On the broad grounds of equitable justice, the United States Government would hardly dispute the fact that it has benefited by the precise amount of money found in the hands of the insurgents and taken from them by the American troops.

Whatever may be the origin of these funds, even supposing they were not the identical moneys plundered from the Saturnus, the claimants in the case have at least a claim to a pro rata of these funds, and consequently a claim on the Government who was benefited by the confiscation of that money.

The State Department, in order to reject the present claim, seems to lay stress upon the decision of an English court of law, in re West Rand Central Gold Mining Company, Ltd., v. The King, as reported in 2 K. B., page 391, of the Law Reports, 1905. But it appears that this decision can hardly be stretched so as to cover the present claim, owing to the fundamental difference in the circumstances of the cases.

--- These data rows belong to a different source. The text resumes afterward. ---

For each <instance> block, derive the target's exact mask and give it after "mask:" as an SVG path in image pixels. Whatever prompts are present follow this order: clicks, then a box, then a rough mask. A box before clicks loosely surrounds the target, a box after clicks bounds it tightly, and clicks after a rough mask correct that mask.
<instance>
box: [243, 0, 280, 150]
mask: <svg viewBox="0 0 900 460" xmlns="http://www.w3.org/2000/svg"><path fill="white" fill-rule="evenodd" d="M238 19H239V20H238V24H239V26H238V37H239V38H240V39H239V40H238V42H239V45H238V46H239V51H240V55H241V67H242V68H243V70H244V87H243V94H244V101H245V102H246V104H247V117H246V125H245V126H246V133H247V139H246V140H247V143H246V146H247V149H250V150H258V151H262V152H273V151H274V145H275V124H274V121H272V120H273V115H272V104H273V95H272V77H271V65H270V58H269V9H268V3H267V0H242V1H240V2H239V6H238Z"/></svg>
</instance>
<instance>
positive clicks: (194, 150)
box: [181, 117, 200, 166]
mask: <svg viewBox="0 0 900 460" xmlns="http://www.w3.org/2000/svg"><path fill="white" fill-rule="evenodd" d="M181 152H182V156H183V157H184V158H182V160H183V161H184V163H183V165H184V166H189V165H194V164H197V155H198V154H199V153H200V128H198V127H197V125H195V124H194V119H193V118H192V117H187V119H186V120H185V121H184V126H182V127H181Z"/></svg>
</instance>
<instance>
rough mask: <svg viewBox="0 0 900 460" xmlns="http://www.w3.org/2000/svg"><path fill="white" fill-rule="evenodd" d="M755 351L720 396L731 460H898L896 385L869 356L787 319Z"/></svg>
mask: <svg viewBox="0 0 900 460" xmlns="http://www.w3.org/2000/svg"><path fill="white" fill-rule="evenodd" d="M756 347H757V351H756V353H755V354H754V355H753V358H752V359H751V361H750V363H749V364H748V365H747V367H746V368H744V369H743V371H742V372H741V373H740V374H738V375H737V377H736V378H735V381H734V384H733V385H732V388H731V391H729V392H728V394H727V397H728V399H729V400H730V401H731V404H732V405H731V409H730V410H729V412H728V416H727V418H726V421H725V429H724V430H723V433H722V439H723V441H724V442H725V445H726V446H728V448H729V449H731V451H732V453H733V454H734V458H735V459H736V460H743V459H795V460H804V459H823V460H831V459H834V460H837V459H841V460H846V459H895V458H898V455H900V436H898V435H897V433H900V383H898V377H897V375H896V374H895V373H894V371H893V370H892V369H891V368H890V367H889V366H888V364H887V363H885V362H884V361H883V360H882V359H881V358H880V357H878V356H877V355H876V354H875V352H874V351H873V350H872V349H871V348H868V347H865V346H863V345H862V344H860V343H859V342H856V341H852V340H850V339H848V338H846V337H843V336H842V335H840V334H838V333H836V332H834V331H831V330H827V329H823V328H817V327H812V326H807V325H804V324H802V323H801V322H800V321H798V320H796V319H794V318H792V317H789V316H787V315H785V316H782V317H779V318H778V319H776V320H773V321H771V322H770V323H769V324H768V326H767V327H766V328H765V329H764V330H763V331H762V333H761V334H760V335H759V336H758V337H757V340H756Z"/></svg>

The English decision held that “There is no principle of international law by which, after annexation of conquered territory, the conquering State becomes liable, in the absence of express stipulations to the contrary, to discharge financial liabilities of the conquered State incurred before the outbreak of the war.

But the essential difference between the cases grows out of the fact that, whereas the late South African Republic was a foreign country in a state of war against Great Britain, the Philippine Islands, on the contrary, were possessions of the American people, on which a number of American subjects were not waging war but only in a state of rebellion against the authority of the country’s lawful government. The United States Government seems to have had so little doubt of its ability to restore public order in its possessions that, toward the end of July, 1899, General Otis, commanding the army of the United States in the Philippines, granted to the steamer Saturnus permission to sail for the Philippine ports of her destination, without any warning or reservation as to possible risks from the rebellion.

It appears, therefore, in equity at least, that the United States Government tacitly guarantee the shippers in the case against any molestation at the hands of its own subjects, in parts of its dominions where it undertook to preserve public order and to crush rebellion, and that the same Government, having failed to protect these shippers against such molestation, can not disclaim liability for the loss incurred.